How-to: Host System Performance Tuning Guide
1. Overview
This how-to guide discusses host system performance tuning tips that support high sample rate and high data throughput operation when working with Per Vices SDRs.
For a discussion on host machine data flow using Per Vices SDR, see the reference here.
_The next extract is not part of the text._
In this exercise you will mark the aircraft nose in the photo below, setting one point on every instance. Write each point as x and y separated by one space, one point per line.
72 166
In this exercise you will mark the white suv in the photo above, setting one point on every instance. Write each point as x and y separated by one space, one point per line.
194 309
2. Benchmarking your host system’s performance
-
Update to the latest version of UHD. Find this information at how-to install UHD.
-
Once you have the latest package build, navigate to /lib/uhd/examples/benchmark_rate. To see the options to run this program, use the following command:
$ sudo ./benchmark_rate --help
-
An example of running this program to test data flowing (10 seconds, at 162.5MSPS to channal A) from the host system to the FPGA is the following:
$ sudo ./benchmark_rate --duration 10 --tx_rate 162500000 --tx_otw=sc16 --tx_cpu=sc16 --channels=0 --tx_channels "0" --drop-threshold 1
-
An example of running this program to test data flowing from the FPGA to the host system (10 seconds, at 162.5MSPS from channal A) is the following:
$ sudo ./benchmark_rate --duration 10 --rx_rate 162500000 --rx_otw=sc16 --rx_cpu=sc16 --channels=0 --rx_channels "0" --drop-threshold 1
-
After running this test, you will see the following variable results:
Benchmark rate summary: Num received samples: ### Num dropped samples: ### Num overruns detected: ### Num transmitted samples: ### Num sequence errors (Tx): ### Num sequence errors (Rx): ### Num underruns detected: ### Num late commands: ### Num timeouts (Tx): ### Num timeouts (Rx): ###
-Num received samples is the number of samples received multiplied by number of channels.
-Num dropped samples is how many samples dropped during the Tx or Rx rate test.
-Num overruns detected means that the transport has either dropped a packet or received data out of order.
-Num transmitted samples is number of samples transmitted multiplied by number of channels.
-Num sequence errors (Tx) means there was packet loss between host and device or packet loss within a burst.
-Num sequence errors (Rx) means an internal receive buffer has filled or a sequence error has been detected.
-Num underruns detected means an internal send buffer has emptied or an underflow occurred inside a packet and equals the number of status messages reported.
-Num late commands means a stream command was issued in the past.
-Num timeouts (Tx) means there was no samples in the buffer to send.
-Num timeouts (Rx) means there was no packet received and the implementation timed-out.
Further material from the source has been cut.